Well, wasn’t 2016 eventful…?
The ups and downs of Brexit, the Queen’s 90th, the now Sir Andy Murray winning Wimbledon and reaching the number one ranking, Leicester City’s unlikely Premier League triumph, Trump’s election in the US and Bake Off moving to Channel 4.
Most importantly and something very close to the hearts of every buy-to-let landlord and homeowner in Rotherham… the Rotherham property market.
So, let’s look at the headlines for the Rotherham property market…
In the last month, Rotherham property values rose by 1.01%, leaving them, year on year 5.1% higher. Interestingly, at the same time, Rotherham asking prices are down 1.1% month on month.
All three statistics go to show the Rotherham property market has recovered well after the summer lull, which was worsened by the uncertainty surrounding the EU vote back in June.
Irrespective of all the issues, the average value of a Rotherham home now stands at £146,200.
Generally, Rotherham asking prices continue to hold up well, as asking prices are 4.1% higher year on year. At this time of year, asking prices tend to drop on the run up to Christmas and locally, they dropped by 1.1% in November 2016, although this compares well with last year’s drop in Rotherham asking prices, as we saw asking prices drop by 2.2% in November 2015.
Now it’s true to say, after chatting with fellow property professionals in Rotherham, all of us have seen the number of property sales fall slightly, suggesting a slowing market, but it is very early days and it could be the time of year. Also, the numbers are limited, so it’s interesting to take note from a recent survey by the Royal Institution of Chartered Surveyors, stating new buyer enquiries and new instructions are falling at the same rate, suggesting that there will not be a downward pressure on property values.
Looking at the figures for the UK (as we can’t just look at Rotherham in isolation), property values are generally rising slower than a few years ago, but on a positive note, there’s still growth across the UK.

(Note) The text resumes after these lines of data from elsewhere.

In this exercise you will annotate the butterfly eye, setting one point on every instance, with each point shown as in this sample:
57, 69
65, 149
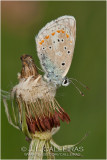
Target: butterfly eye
43, 48
69, 52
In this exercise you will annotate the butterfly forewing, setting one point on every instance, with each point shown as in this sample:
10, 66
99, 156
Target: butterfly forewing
55, 45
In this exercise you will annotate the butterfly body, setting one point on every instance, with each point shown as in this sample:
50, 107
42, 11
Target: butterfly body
55, 47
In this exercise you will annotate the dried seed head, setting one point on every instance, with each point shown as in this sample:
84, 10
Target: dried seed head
42, 111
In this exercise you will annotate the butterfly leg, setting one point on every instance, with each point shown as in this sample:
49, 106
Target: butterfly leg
8, 114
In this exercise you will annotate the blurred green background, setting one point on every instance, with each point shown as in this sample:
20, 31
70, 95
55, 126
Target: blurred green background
20, 22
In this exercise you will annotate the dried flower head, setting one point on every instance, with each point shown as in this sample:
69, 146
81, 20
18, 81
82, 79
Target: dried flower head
36, 111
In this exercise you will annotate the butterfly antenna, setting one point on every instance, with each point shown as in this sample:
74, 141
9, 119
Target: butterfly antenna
39, 69
79, 83
77, 88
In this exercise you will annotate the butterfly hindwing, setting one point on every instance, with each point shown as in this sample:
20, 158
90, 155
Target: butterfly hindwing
55, 46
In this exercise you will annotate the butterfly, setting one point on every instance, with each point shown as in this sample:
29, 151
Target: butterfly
55, 46
36, 112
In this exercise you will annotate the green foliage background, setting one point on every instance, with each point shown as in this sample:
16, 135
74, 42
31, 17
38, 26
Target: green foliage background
21, 21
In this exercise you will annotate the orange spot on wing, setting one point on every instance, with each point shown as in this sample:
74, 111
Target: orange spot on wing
53, 33
47, 37
42, 41
58, 31
67, 35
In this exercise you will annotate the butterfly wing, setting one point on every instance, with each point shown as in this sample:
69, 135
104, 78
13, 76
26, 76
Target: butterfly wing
55, 45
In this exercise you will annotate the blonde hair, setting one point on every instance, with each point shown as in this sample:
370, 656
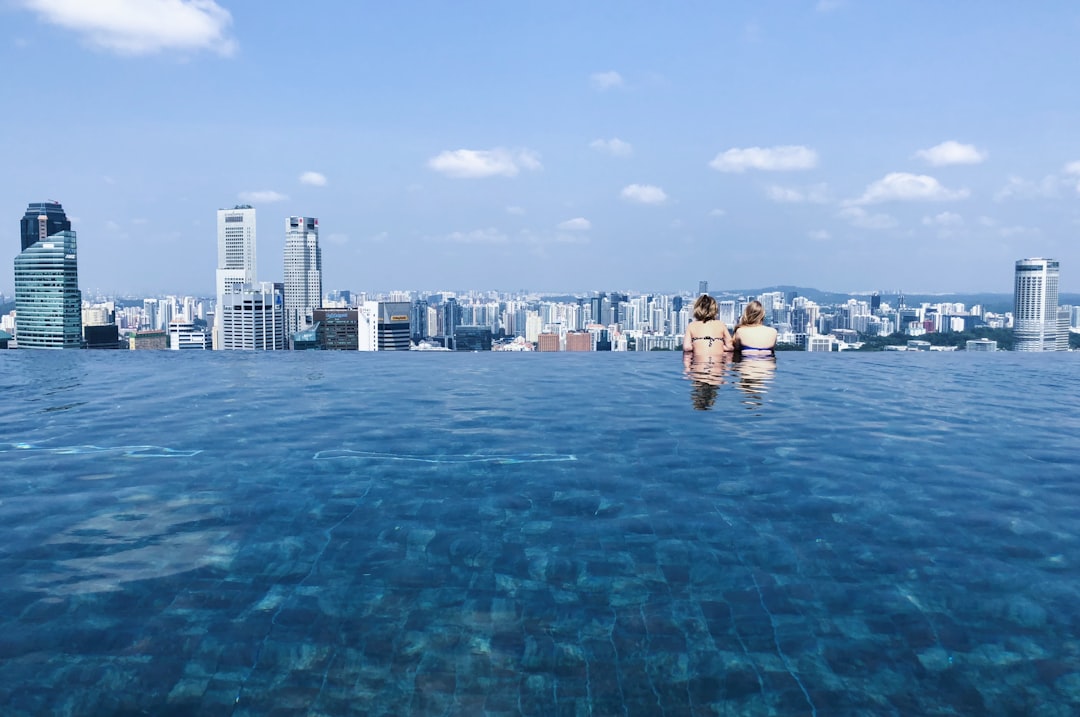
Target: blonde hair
753, 314
704, 308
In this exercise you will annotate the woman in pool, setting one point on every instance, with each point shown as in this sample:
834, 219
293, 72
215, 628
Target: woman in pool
705, 336
752, 336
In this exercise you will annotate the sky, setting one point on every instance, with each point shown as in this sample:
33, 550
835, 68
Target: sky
840, 145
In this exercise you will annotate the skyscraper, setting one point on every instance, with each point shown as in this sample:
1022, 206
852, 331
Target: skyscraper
304, 272
235, 259
48, 300
1035, 315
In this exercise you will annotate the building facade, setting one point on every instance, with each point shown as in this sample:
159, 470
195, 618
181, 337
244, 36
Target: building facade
48, 300
304, 272
1035, 314
235, 261
253, 319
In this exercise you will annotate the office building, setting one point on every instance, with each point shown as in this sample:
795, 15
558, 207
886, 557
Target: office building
393, 327
184, 336
579, 340
472, 338
304, 272
337, 328
1035, 313
48, 300
253, 319
235, 261
548, 342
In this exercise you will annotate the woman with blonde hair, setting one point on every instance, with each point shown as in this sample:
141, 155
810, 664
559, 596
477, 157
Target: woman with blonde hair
752, 336
705, 336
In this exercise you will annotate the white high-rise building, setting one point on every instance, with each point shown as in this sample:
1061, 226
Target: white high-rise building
304, 272
1035, 315
253, 319
235, 258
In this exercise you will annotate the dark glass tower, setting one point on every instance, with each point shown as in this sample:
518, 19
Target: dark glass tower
31, 228
48, 300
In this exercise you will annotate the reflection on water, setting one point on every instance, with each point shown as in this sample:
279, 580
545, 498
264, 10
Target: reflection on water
755, 374
751, 375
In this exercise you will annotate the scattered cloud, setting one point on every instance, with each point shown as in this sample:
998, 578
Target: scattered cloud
952, 152
603, 81
785, 158
313, 178
1049, 187
943, 219
577, 224
863, 219
615, 147
480, 163
812, 194
261, 197
489, 235
140, 27
644, 193
906, 187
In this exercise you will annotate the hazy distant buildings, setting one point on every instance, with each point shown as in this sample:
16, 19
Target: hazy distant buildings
235, 262
1036, 323
48, 300
304, 272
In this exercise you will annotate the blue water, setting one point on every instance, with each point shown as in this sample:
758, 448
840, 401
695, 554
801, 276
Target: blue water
326, 533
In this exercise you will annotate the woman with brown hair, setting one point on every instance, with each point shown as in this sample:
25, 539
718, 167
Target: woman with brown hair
752, 336
705, 336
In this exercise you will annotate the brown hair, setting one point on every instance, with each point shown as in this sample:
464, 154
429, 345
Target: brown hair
704, 308
753, 314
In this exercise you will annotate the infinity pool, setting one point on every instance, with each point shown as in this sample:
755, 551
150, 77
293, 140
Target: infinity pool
327, 533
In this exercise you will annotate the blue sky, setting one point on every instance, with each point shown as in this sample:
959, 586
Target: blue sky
845, 145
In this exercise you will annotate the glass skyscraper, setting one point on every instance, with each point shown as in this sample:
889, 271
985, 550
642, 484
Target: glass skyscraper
304, 272
1035, 315
48, 300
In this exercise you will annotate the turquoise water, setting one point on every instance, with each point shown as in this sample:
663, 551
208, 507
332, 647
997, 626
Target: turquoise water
321, 533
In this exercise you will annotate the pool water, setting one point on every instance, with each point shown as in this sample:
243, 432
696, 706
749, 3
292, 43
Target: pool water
327, 533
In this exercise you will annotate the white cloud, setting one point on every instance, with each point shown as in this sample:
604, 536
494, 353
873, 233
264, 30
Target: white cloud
644, 193
1020, 188
478, 163
943, 219
785, 158
577, 224
906, 187
613, 147
607, 80
262, 197
313, 178
812, 194
863, 219
138, 27
489, 235
952, 152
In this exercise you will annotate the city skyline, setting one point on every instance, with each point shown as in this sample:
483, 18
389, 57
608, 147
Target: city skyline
841, 145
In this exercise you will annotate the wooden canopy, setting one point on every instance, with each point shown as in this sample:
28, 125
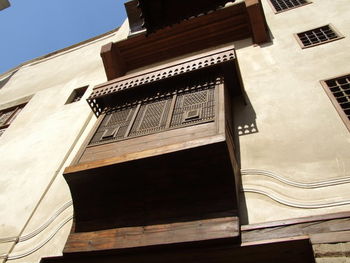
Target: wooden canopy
239, 21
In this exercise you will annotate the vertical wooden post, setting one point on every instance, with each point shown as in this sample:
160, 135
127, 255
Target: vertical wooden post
257, 21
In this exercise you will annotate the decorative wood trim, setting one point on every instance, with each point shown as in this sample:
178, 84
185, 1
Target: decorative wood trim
131, 237
97, 98
223, 26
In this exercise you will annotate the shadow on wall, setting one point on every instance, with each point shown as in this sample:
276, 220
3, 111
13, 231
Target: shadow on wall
5, 80
244, 125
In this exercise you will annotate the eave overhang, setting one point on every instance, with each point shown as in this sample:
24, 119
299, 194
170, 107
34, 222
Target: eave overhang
236, 22
158, 14
102, 97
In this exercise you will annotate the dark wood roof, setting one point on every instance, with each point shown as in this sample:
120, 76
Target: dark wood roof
158, 14
239, 21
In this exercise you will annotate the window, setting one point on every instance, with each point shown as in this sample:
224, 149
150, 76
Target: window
7, 116
318, 36
173, 108
76, 95
284, 5
338, 90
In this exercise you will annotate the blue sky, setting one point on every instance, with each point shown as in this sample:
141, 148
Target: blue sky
32, 28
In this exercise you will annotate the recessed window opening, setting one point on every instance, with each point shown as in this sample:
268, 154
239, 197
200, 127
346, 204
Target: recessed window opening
338, 90
7, 116
76, 95
317, 36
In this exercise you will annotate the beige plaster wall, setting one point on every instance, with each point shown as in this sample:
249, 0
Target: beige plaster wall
35, 202
292, 131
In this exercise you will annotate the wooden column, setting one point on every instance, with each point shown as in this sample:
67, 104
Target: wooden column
258, 26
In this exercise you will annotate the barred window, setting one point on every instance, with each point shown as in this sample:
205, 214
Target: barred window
318, 36
7, 116
338, 90
284, 5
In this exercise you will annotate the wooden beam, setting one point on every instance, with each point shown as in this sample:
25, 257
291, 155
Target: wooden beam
257, 21
332, 237
129, 237
317, 230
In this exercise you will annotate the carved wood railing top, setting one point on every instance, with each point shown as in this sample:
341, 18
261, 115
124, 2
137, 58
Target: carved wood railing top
101, 92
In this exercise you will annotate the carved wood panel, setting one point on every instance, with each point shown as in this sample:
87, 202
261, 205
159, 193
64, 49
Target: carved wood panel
183, 107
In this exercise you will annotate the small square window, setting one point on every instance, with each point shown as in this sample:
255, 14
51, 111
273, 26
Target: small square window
279, 6
76, 95
7, 116
318, 36
338, 90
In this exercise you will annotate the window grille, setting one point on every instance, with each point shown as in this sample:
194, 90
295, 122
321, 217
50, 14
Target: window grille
7, 116
338, 90
318, 36
181, 107
284, 5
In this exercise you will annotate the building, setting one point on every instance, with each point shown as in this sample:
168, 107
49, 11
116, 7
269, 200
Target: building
219, 132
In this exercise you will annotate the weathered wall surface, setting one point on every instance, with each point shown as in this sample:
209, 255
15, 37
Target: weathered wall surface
34, 198
290, 135
290, 129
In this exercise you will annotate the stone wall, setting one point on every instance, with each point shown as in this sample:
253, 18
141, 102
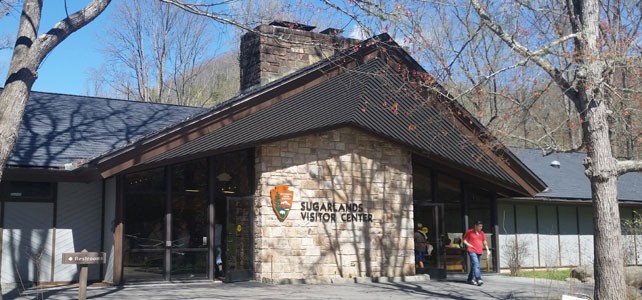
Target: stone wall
366, 231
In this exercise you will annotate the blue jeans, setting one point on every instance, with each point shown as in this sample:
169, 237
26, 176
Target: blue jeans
474, 273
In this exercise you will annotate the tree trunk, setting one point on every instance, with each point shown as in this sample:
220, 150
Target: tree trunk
602, 172
592, 99
28, 54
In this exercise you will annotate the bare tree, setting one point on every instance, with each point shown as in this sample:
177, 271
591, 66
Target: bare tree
570, 47
6, 6
153, 52
29, 52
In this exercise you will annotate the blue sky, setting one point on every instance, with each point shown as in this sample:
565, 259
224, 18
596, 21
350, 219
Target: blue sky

You see, slowing property value growth isn’t solely Brexit related, but after a number years of double digit rises in property values, affordability has weakened and cooling price growth is widely seen to be a natural correction of the market.
On the other hand, interest rates being at a record low of 0.25% are helping the property market. The cut in interest rates in the late summer was the medicine for the post-Brexit worry and will, as a consequence, ensure that the UK economy continues to be underpinned by buoyant property prices.
So, what will happen in 2017 in the Rotherham property market?
Some say until we know what type of exit the UK will make from the EU it is hard to evaluate the outcome. Although, I believe, the whole Brexit issue is a sideshow to the main issue in the UK (and Rotherham) housing market as a whole.
As I have mentioned time and time again over the last few months, the biggest issue is demand outstripping supply – too many households are required to house us all.
Rotherham itself has an ever-growing population due to immigration (it will be at least two years before the free movement of labour across EU countries is curbed by Brexit), people living longer and divorce rates (there are 115,000 divorces a year meaning we need thousands of additional households as one household becomes two households).
These are certainly interesting times ahead!